The fallopian tubes normally serve as transport passages for the egg (ovum) to meet the male sperm cell for fertilization. The fertilized egg then implants within the womb (uterus) to establish the developing embryo.

An ectopic pregnancy is a pregnancy that involves implantation of the fertilized egg outside of the uterus. The vast majority of ectopic pregnancies occur in the fallopian tube (95%). However, they can occur in other locations, such as the ovary, cervix, and abdominal cavity. Ectopic pregnancy can be dangerous and even fatal.

Sterilization by interrupting the fallopian tubes (tubal sterilization) is a common method of birth control (contraception). There are a variety of techniques available for tubal sterilization ranging from removing the tubes to clipping or tying (ligation), or electrically burning the tubes closed (coagulation).

Although pregnancy after tubal sterilization is not common, it can occur and may be ectopic.

In a report in the New England Journal of Medicine (1997;336:762-7), Herbert B. Peterson M.D. and associates reviewed the outcome histories of over 10,000 women who had undergone tubal sterilization.

Dr. Peterson's study found that while ectopic pregnancy after tubal sterilization is not common, it is also not rare. Many of the ectopic pregnancies occurred years after the sterilization procedure. They also occurred more frequently in women who had undergone the sterilization procedure before the age 30 years and in those who had histories of inflamed fallopian tubes (pelvic inflammatory disease).

The authors concluded that all women undergoing the tubal sterilization procedure should be aware that ectopic pregnancy can occur many years after sterilization.

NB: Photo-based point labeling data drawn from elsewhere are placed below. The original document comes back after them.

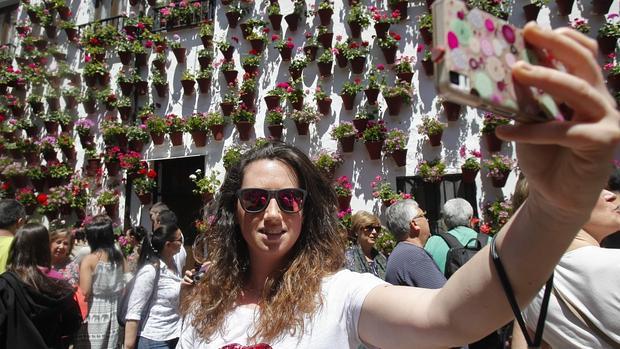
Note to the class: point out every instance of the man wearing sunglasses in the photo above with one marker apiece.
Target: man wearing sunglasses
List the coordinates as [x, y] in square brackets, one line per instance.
[409, 264]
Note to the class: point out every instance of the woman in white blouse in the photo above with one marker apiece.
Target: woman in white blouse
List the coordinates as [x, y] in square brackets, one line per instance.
[162, 326]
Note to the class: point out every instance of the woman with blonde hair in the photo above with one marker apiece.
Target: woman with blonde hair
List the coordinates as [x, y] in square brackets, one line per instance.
[277, 280]
[362, 256]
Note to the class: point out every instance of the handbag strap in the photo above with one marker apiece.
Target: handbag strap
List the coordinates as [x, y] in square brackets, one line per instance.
[584, 318]
[503, 277]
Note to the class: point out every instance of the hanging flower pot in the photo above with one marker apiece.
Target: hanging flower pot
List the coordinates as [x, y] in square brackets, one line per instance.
[394, 104]
[494, 144]
[360, 124]
[499, 181]
[292, 20]
[302, 128]
[179, 54]
[158, 138]
[230, 76]
[356, 30]
[310, 52]
[468, 175]
[244, 128]
[357, 65]
[452, 110]
[286, 53]
[531, 12]
[276, 22]
[325, 68]
[427, 64]
[188, 87]
[347, 144]
[113, 168]
[275, 131]
[217, 131]
[400, 157]
[227, 108]
[145, 198]
[435, 139]
[407, 76]
[371, 95]
[341, 60]
[161, 89]
[233, 18]
[272, 102]
[389, 54]
[374, 149]
[125, 57]
[348, 101]
[324, 105]
[601, 7]
[326, 39]
[325, 16]
[176, 138]
[344, 202]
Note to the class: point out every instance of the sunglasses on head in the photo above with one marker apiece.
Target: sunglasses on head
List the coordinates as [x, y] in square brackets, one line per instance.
[254, 200]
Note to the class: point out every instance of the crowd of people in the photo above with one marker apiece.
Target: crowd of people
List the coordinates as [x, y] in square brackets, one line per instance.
[280, 275]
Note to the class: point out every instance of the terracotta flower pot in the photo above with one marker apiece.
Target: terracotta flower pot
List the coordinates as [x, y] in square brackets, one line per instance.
[324, 105]
[400, 157]
[435, 140]
[302, 128]
[176, 138]
[374, 149]
[493, 143]
[469, 176]
[217, 131]
[276, 22]
[275, 131]
[272, 102]
[199, 138]
[347, 144]
[344, 202]
[394, 104]
[244, 128]
[348, 101]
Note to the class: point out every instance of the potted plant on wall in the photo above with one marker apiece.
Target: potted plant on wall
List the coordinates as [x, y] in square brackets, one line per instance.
[491, 121]
[198, 127]
[349, 91]
[343, 188]
[243, 119]
[216, 123]
[345, 134]
[273, 119]
[206, 186]
[433, 129]
[303, 118]
[396, 146]
[499, 167]
[374, 138]
[396, 95]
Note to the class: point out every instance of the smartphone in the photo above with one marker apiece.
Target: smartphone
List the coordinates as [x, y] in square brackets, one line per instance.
[473, 55]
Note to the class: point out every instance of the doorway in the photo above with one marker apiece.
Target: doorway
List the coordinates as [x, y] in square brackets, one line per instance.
[175, 190]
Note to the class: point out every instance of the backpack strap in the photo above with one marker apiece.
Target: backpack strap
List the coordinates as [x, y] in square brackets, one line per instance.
[450, 240]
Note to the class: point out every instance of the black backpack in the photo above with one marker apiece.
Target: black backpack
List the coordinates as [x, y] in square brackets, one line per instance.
[123, 302]
[459, 254]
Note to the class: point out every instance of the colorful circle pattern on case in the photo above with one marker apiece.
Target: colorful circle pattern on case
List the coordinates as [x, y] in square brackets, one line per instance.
[484, 48]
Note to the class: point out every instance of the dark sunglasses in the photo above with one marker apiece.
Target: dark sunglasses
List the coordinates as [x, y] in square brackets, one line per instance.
[254, 200]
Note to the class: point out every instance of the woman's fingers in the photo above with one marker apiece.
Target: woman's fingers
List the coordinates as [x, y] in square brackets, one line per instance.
[589, 103]
[577, 58]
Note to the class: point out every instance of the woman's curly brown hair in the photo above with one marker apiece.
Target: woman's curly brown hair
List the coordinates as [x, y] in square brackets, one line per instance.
[294, 292]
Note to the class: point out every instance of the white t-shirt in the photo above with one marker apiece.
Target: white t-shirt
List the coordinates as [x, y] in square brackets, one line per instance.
[333, 326]
[164, 321]
[590, 278]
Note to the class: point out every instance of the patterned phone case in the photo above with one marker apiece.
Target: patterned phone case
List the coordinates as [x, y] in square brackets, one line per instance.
[476, 53]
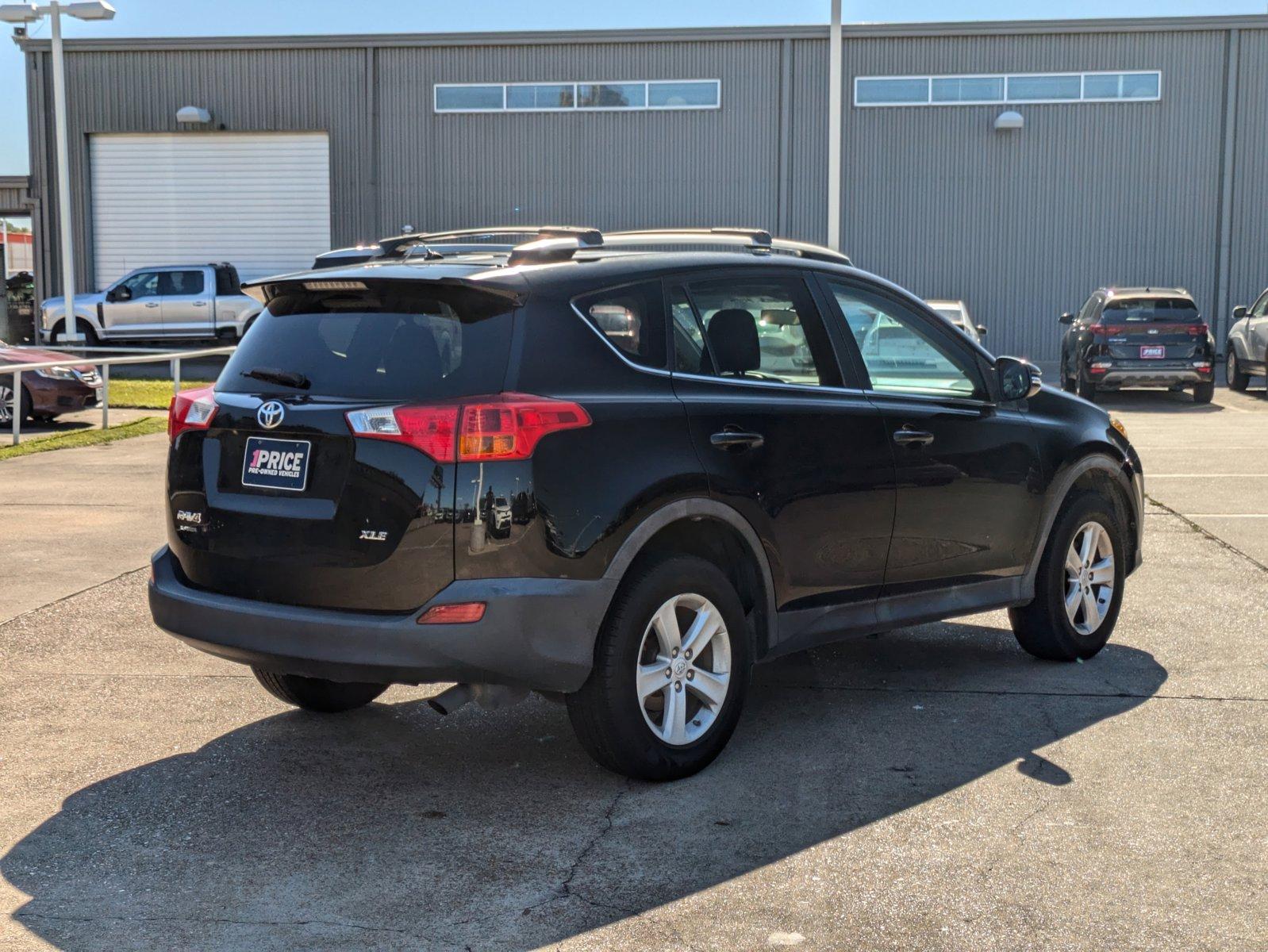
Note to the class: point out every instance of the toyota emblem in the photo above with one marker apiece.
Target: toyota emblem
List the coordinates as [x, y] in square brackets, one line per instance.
[271, 415]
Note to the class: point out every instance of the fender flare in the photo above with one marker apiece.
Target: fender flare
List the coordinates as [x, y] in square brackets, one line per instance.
[1060, 491]
[693, 509]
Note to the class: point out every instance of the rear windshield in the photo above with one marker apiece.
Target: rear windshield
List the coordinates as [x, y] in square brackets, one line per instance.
[1172, 311]
[386, 347]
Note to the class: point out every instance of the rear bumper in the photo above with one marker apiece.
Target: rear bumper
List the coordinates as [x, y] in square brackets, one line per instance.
[536, 633]
[1151, 377]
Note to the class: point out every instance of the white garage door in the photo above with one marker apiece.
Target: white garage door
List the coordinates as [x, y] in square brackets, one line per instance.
[259, 201]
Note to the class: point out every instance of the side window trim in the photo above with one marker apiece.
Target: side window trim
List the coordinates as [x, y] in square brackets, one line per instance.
[986, 396]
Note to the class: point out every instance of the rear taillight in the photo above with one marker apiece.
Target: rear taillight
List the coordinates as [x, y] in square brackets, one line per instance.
[190, 409]
[506, 426]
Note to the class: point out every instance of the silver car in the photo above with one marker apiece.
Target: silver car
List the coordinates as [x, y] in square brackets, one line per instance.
[1247, 347]
[958, 313]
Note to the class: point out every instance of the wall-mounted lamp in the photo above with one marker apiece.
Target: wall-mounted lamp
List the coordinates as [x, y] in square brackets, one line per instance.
[193, 114]
[1009, 119]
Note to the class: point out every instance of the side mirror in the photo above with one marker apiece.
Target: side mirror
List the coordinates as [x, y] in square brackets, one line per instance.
[1018, 379]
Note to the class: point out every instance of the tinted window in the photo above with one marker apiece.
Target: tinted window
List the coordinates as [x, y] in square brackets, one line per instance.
[901, 351]
[1151, 311]
[632, 318]
[467, 98]
[390, 347]
[142, 286]
[757, 328]
[175, 283]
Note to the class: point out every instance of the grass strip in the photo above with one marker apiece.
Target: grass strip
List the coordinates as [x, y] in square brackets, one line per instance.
[83, 438]
[148, 394]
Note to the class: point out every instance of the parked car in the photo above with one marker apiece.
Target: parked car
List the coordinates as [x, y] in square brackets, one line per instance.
[174, 301]
[697, 510]
[1247, 347]
[50, 392]
[958, 313]
[1138, 337]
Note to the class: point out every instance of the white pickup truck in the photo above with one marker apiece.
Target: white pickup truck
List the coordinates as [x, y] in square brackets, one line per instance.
[173, 301]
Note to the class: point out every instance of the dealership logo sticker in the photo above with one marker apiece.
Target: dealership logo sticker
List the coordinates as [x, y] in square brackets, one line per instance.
[275, 464]
[271, 415]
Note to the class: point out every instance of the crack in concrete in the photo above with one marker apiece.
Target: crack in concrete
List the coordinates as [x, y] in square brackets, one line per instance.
[1011, 693]
[1208, 534]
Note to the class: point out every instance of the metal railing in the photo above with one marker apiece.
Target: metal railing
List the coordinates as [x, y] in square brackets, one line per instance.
[150, 356]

Women who have had tubal sterilization and are not aware of this could be at risk for delayed medical care of an ectopic pregnancy. The consequences of this delay include serious internal bleeding, infections in the abdomen and pelvis, and even death.

Symptoms of an ectopic pregnancy can often be vague, and include vaginal bleeding, abdominal or pelvic pain (usually stronger on one side), shoulder pain, weakness, or dizziness. These symptoms can also occur in other conditions such as ovarian cysts. Weakness, dizziness, and a sense of passing out upon standing can represent serious internal bleeding, thus requiring immediate medical attention.